There have been highlights for them, of course, including being on hand for two of the biggest highlights of the games in Seoul. The first was when American diver Greg Louganis smacked his head on a diving board in a preliminary round, opening a nasty gash.
“He looked like a frog going in — legs all bent, arms all bent,” Zimmerman said.
That was prelude to the second highlight.
“I remember when he went again” Zimmerman said. “All the Americans cheered. And all the goosebumps — you never forget the goosebumps.”
For Zimmerman, the shadow of death in Munich in 1972 is a lingering memory. During those games, the Black September group of Palestinian extremists killed 11 members of the Israeli Olympic team, a drama that began to unfold when Zimmerman was seated in the soccer stadium next to the Olympic Village.
Speaking English exclusively made her one of the last ones out of the stadium that year (the evacuation order came over the loudspeakers in other languages first).
Language problems also were an issue in French-speaking Quebec in the Montreal games and were so severe they caused Zimmerman and Longman to lose weight during the games in Seoul.
There was little food available at the sporting venues and “we couldn’t go to restaurants because we couldn’t speak the language,” said Longman. “I lost 10 pounds” and was down to the last belt hole when it was time to leave.
She and Zimmerman also convinced their host family that Americans love fruit, gobbling a bowl of it down each day they returned hungry from the tames.
On the other hand, they left South Korea with the impression that the South Koreans loved them.

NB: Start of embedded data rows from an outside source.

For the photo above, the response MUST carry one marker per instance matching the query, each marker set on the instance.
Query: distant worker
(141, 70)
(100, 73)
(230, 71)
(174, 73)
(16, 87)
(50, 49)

“We were so different (to them) with her blond hair and my gray hair,” Longman said. “But they were so kind to us. We never had to stand (on the subway). We were always given a seat.”
Longman also has discovered that being injured is actually advantage to an Olympics spectator.
Carrying a cane after one of her hip surgeries, Longman found herself and Zimmerman being escorted to excellent seats by the host ushers. A passerby even stopped her car when she spotted Longman’s cane and drove the two of them to their destination.
As impressive as the courtesy they were shown in Beijing was the architecture of the Olympic venues.
Said Zimmerman, “Each year they try to outdo the last.”
In the 12 Olympic Games she’s attended, Zimmerman always has gone during the first week, when the tickets and cheaper and crowds thinner.
“The cheapest seats (in London) are 20 pounds ($31) and the most expensive are 65 pounds ($101), Zimmerman said. “I think it was $10-$15 back at the beginning.”
Although Zimmerman and Longman ordered tickets for 10 events two years ago and received tickets for just two events.
“Every time we go in the preliminaries there are empty seats,” Zimmerman said.
Another staple, she said: “Every Olympics there’s always some country having an argument with another. You have to have the faith that things will work out.”
Or the patience to endure it when they don’t.
Zimmerman made a two-hour trip outside Montreal to see an equestrian event only to arrive when the riders were taking a break. Longman thought it the better part of valor not to take a bus ride to horse events the day after a bomb went off at the Atlanta games.
Neither was as disappointed as the athlete they saw who had trained for the Olympics, entered the weight lifting venue and was so absorbed in his warm up that the bell sounded before he attempted his lift.
“His time was up,” said Longman. “he was disqualified.”
On the other hand, Zimmerman saw legendary gymnast Nadia Comaneci perform her perfect routine in Montreal in 1976, and both have witnessed the steady and dramatic improvement in women’s athletics over the years.
They’ve also enjoyed the pleasures of just being there.
At Athens, they found themselves drawn into a birthday celebration for an American softball player and saw with seasoned eyes something the first time fan might have misread.
When Greek fans were cheering foul balls at a baseball game, most casual observers would have concluded that the fans were ignorant.
But the Zimmerman and Longman saw through to the more fundamental point.
Said Zimmerman: “They were supporting their country.”
That’s the sporting spirit she and Longman take to every Olympic games.